Rollout Storage for Motion Mimic PPO
Module: rsl_rl.storage.rollout_storage_mm
🎯 Overview
RolloutStorageMM provides efficient storage and batch generation for multi-modal reinforcement learning data. It manages observation-action trajectories with support for reference observations, privileged information, and auxiliary learning modules.
🧠 Core Components
🔄 Transition Class
Module Name: rsl_rl.storage.rollout_storage_mm.RolloutStorageMM.Transition
Stored Variables:
- observations(torch.Tensor): Actor observations
- reference_observations(torch.Tensor): Reference observation data
- reference_observations_mask(torch.Tensor): Reference availability mask
- critic_observations(torch.Tensor): Critic observations (privileged info)
- critic_reference_observations(torch.Tensor): Critic reference data
- critic_reference_observations_mask(torch.Tensor): Critic reference mask
- actions(torch.Tensor): Executed actions
- privileged_actions(torch.Tensor): Teacher actions (distillation only)
- dagger_actions(torch.Tensor): DAgger network actions
- rewards(torch.Tensor): Environment rewards
- dones(torch.Tensor): Episode termination flags
- values(torch.Tensor): Value function estimates
- actions_log_prob(torch.Tensor): Action log probabilities
- action_mean(torch.Tensor): Policy action means
- action_sigma(torch.Tensor): Policy action standard deviations
- hidden_states(tuple): RNN hidden states (if applicable)
- rnd_state(torch.Tensor): RND module states
📦 RolloutStorageMM Class
Module Name: rsl_rl.storage.rollout_storage_mm.RolloutStorageMM
Definition:
class RolloutStorageMM:
    def __init__(self, training_type, num_envs, num_transitions_per_env, 
                 obs_shape, ref_obs_shape, privileged_obs_shape, 
                 privileged_ref_obs_shape, actions_shape, 
                 apply_dagger_actions=False, rnd_state_shape=None, 
                 amp_cfg=None, device="cpu")
📥 Parameters:
- training_type(str): "rl" or "distillation"
- num_envs(int): Number of parallel environments
- num_transitions_per_env(int): Steps per rollout per environment
- obs_shape(list): Actor observation shape
- ref_obs_shape(list): Reference observation shape
- privileged_obs_shape(list): Critic observation shape
- privileged_ref_obs_shape(list): Critic reference observation shape
- actions_shape(list): Action space shape
- apply_dagger_actions(bool): Enable DAgger action storage.
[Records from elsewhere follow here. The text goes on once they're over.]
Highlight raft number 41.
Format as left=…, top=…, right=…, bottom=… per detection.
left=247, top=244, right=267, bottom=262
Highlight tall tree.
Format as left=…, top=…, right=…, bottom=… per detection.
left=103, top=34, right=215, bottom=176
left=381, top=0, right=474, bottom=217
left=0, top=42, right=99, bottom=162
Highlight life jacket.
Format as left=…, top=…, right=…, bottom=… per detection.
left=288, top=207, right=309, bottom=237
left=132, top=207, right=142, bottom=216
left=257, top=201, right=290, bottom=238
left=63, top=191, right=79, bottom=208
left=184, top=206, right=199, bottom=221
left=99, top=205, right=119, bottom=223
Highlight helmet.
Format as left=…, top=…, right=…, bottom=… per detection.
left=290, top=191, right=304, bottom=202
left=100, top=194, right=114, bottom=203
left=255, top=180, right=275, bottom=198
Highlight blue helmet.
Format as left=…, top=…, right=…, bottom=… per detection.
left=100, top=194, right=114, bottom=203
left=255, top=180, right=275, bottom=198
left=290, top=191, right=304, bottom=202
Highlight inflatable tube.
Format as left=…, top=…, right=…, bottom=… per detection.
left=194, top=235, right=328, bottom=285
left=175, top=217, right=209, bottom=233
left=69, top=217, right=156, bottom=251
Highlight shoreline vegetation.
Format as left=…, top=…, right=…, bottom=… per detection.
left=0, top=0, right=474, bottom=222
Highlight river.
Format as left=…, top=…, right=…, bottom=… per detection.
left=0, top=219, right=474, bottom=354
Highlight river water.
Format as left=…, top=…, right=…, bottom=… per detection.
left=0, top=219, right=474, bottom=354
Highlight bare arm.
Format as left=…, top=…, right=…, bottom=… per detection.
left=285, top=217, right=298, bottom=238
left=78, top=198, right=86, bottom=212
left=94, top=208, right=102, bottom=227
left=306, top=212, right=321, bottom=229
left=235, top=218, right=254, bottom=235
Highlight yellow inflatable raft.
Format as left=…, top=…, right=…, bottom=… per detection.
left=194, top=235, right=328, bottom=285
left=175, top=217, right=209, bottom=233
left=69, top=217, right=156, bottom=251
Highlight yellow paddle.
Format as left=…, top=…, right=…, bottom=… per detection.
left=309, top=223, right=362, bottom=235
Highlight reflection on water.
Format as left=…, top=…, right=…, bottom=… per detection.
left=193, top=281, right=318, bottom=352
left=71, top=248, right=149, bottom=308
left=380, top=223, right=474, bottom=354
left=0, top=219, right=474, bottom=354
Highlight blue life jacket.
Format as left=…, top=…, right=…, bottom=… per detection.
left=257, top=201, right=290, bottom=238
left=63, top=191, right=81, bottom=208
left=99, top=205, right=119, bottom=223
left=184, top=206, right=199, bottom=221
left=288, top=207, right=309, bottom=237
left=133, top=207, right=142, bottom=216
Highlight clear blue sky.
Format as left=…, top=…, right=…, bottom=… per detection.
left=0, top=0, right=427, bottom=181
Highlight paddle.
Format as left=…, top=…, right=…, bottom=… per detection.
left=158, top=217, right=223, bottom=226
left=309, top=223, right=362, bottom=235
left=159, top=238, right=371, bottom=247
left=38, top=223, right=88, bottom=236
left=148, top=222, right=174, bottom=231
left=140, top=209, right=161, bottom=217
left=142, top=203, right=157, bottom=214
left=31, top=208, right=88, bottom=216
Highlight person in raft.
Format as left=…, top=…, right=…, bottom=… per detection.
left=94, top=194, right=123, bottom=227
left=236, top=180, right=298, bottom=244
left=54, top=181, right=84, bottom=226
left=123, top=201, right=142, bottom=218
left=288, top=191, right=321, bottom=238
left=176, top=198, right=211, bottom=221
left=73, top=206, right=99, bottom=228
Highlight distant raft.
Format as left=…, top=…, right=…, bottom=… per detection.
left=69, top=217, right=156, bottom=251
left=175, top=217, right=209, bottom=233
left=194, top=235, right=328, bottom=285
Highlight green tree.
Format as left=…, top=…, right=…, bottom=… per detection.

Default is- False
- rnd_state_shape(list | None): RND state shape. Default is- None
- amp_cfg(dict | None): AMP configuration. Default is- None
- device(str): Storage device. Default is- "cpu"
🗄️ Storage Variables
📊 Core Storage (Always Created)
Observation Storage:
# Actor observations - Shape: (num_transitions_per_env, num_envs, *obs_shape)
self.observations = torch.zeros(num_transitions_per_env, num_envs, *obs_shape, device=device)
# Core action-reward storage
self.actions = torch.zeros(num_transitions_per_env, num_envs, *actions_shape, device=device)
self.rewards = torch.zeros(num_transitions_per_env, num_envs, 1, device=device)
self.dones = torch.zeros(num_transitions_per_env, num_envs, 1, device=device).byte()
🎭 Conditional Storage Variables
🔍 Privileged Observations
Creation Condition: privileged_obs_shape[0] is not None
# Critic observations (privileged information)
self.privileged_observations = torch.zeros(
    num_transitions_per_env, num_envs, *privileged_obs_shape, device=device
)
📚 Reference Observations
Creation Condition: ref_obs_shape[0] is not None
# Reference observations and masks
self.reference_observations = torch.zeros(num_transitions_per_env, num_envs, *ref_obs_shape, device=device)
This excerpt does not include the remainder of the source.